Some Firebase services process personal data. In most cases, the personal data used is limited to so-called instance IDs with timestamps. Instance IDs created by Firebase are only used once, so they can be assigned to a specific event or process. Data collected in this way is not personal and we do not take any steps to personalize it later.
Information about the instance IDs used can be found here: https://firebase.google.com/support/privacy/manage-iids
Information on the use of data for marketing purposes by Google can be found here: https://www.google.com/policies/technologies/ads
Google's privacy policy can be found here: https://www.google.com/policies/privacy
Google is certified under the Privacy Shield agreement, thereby providing a guarantee to comply with European data protection law: https://www.privacyshield.gov/participant?id=a2zt000000001L5AAI
7.2. Legal basis for data processing
The legal basis for processing this data is Art. 6 para. 1 lit. f GDPR.
7.3. Purpose of data processing
The data is used to improve the quality of our app and the effectiveness of our advertising campaigns.
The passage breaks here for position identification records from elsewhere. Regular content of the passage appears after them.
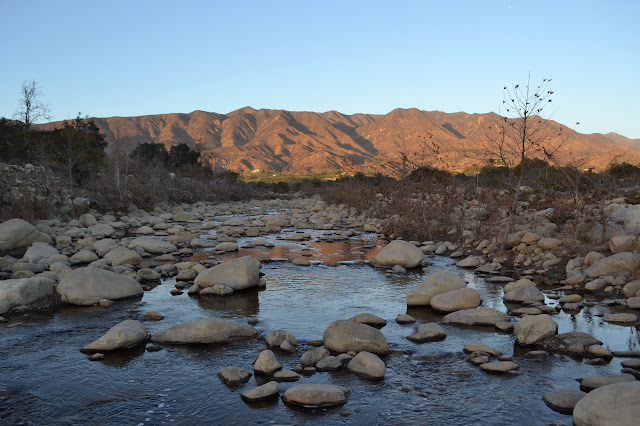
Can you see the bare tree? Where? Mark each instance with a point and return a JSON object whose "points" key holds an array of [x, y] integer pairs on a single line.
{"points": [[31, 108]]}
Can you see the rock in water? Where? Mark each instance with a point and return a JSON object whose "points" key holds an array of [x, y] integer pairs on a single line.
{"points": [[367, 365], [456, 300], [316, 395], [261, 393], [564, 400], [16, 235], [531, 328], [343, 336], [207, 330], [123, 335], [436, 283], [237, 274], [87, 286], [617, 404], [398, 252]]}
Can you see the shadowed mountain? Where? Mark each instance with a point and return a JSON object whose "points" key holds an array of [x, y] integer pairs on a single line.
{"points": [[302, 142]]}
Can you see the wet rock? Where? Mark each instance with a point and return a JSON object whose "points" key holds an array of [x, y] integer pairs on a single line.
{"points": [[479, 347], [23, 291], [329, 363], [621, 318], [405, 319], [478, 316], [436, 283], [343, 336], [499, 366], [286, 376], [590, 383], [531, 328], [428, 332], [262, 393], [234, 376], [238, 274], [369, 319], [280, 338], [88, 285], [208, 330], [617, 404], [312, 356], [16, 235], [456, 300], [152, 316], [316, 395], [266, 363], [564, 400], [126, 334], [398, 252], [367, 365], [524, 294]]}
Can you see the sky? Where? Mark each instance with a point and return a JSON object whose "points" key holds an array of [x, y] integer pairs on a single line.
{"points": [[128, 58]]}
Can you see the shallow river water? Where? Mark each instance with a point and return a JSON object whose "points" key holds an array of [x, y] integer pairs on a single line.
{"points": [[46, 380]]}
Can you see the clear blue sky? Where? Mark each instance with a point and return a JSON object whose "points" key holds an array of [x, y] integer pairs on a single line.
{"points": [[108, 58]]}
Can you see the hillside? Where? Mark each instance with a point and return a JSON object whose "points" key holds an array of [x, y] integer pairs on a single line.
{"points": [[303, 142]]}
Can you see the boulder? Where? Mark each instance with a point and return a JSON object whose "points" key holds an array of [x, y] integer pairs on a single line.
{"points": [[590, 383], [261, 393], [16, 235], [313, 395], [24, 291], [126, 334], [563, 400], [238, 274], [616, 404], [456, 300], [344, 336], [428, 332], [436, 283], [152, 245], [398, 252], [367, 365], [478, 316], [88, 285], [531, 328], [207, 330], [524, 294]]}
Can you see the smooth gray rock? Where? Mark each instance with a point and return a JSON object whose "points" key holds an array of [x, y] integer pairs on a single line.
{"points": [[344, 336], [207, 330], [616, 404], [89, 285], [126, 334], [316, 395]]}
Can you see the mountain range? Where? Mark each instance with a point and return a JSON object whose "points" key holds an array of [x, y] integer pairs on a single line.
{"points": [[305, 142]]}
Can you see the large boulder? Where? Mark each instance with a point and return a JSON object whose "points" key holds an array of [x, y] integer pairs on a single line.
{"points": [[478, 316], [436, 283], [343, 336], [25, 290], [89, 285], [531, 328], [237, 274], [456, 300], [207, 330], [152, 245], [617, 404], [126, 334], [398, 252], [16, 235], [312, 395], [624, 262]]}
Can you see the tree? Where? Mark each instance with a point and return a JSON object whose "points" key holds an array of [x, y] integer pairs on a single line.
{"points": [[31, 108], [521, 135]]}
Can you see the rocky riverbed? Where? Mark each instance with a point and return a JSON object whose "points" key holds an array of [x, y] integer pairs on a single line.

7.4. Duration of storage, possibility of objection and removal
The user can limit the use of the advertising ID in the device settings of their mobile device.
Android: Settings > Google > Ads > Reset advertising ID
Objection to interest-based advertising by Google marketing services can be made here: http://www.google.com/ads/preferences
Push notifications can be deactivated in the settings of the mobile device and reactivated at any time.
8. RevenueCat
8.1. Description and scope of data processing
We use RevenueCat to manage and analyze in-app purchases. RevenueCat is a service provided by Revenue Cat, Inc. based at 633 Tarava St. Suite 101, San Francisco, CA 94116 USA.
The privacy policy of RevenueCat can be found here: https://www.revenuecat.com/privacy
8.2. Legal basis for data processing
The legal basis for processing this data is Art. 6 para. 1 lit. f GDPR.
8.3. Purpose of data processing
The data is used to manage in-app purchases.
8.4. Duration of storage, possibility of objection and removal
The data is deleted from our app as soon as it is no longer necessary to achieve the purpose of its collection. The collection of data is mandatory for the provision and operation of the app - therefore, there is no possibility of objection.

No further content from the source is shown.